Announcement

UI Drone Lab Awarded USDA Equipment Grant for Drone Lidar System

The University of Idaho’s Drone Lab was awarded a USDA NIFA Equipment Grant for $110,000 to fund the purchase of a drone-carried lidar system to be used for research and teaching in the fields of agriculture and natural resources at UI and with partners.
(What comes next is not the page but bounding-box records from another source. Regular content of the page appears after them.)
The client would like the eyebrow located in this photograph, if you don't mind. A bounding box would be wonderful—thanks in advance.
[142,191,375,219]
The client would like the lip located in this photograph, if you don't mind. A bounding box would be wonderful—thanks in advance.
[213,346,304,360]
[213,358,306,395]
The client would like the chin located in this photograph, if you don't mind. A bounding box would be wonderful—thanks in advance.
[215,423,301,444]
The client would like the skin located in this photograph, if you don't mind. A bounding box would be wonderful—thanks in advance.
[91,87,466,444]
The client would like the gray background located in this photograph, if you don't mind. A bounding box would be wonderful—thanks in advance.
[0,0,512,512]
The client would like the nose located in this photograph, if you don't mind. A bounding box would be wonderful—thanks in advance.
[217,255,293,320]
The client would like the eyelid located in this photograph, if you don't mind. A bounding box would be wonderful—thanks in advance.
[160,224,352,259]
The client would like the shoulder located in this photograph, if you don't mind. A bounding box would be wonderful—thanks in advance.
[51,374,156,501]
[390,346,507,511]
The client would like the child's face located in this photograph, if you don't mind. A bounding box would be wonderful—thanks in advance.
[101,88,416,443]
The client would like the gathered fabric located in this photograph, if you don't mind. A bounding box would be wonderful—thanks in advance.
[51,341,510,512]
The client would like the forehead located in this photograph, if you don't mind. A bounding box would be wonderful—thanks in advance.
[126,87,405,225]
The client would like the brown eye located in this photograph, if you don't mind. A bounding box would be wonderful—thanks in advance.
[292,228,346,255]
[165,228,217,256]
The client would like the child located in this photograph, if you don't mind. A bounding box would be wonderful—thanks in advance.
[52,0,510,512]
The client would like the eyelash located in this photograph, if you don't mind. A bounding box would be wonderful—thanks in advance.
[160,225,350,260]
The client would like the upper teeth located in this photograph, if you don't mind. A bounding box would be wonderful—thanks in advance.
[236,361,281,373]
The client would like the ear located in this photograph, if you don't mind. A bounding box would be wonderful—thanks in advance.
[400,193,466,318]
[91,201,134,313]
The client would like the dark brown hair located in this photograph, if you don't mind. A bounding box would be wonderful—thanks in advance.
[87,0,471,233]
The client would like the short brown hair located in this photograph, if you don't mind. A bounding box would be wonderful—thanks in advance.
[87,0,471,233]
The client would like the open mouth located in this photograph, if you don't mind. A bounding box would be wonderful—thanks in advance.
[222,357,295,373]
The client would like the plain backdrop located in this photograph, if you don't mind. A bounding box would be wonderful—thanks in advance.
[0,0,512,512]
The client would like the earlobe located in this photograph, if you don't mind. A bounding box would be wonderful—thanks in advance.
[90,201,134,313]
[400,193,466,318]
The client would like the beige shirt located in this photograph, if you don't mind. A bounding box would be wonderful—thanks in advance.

High-resolution remotely-sensed elevation measurements are critical inputs to addressing many pressing questions in sustainable agriculture and natural resource management. Light detection and ranging (Lidar) is an active sensor technology that measures distance with laser pulses, and because it can penetrate plant canopies, is commonly used to measure ground elevation and plant canopy height. Over the past decade, Lidar sensors have become smaller and lighter, enabling deployment via unmanned aerial systems (UAS, i.e., drones) for capturing on-demand, high-resolution elevation and height data. The University of Idaho (UI) was awarded $110,000 from the USDA-NIFA Equipment Grant Program to purchase an airborne Lidar system mounted to UAS to enhance institutional capabilities of UI researchers and research training. Specifically, we have acquired a YellowScan Surveyor Ultra 3 Lidar sensor mounted to a Freefly Systems Astro UAS. The Lidar system is being used to further UI’s research and teaching in precision agriculture, precision forestry, rangeland ecology and management, and hydrology. This Lidar system is housed in and maintained by the UI Drone Lab, implemented in a selected set of ongoing or new projects, and available to faculty in the UI College of Agricultural and Life Sciences, College of Natural Resources, College of Science, and College of Engineering for research and teaching. The UAS Lidar system increases the UI’s ability to compete for large, cross-disciplinary extramural grants and conduct high-impact research in sustainable agriculture and natural resource management. The UI previously did not own an aerial Lidar system, and needed to contract aerial Lidar data acquisitions, which was costly, inhibited flexibility and discouraged projects needing frequent data acquisition.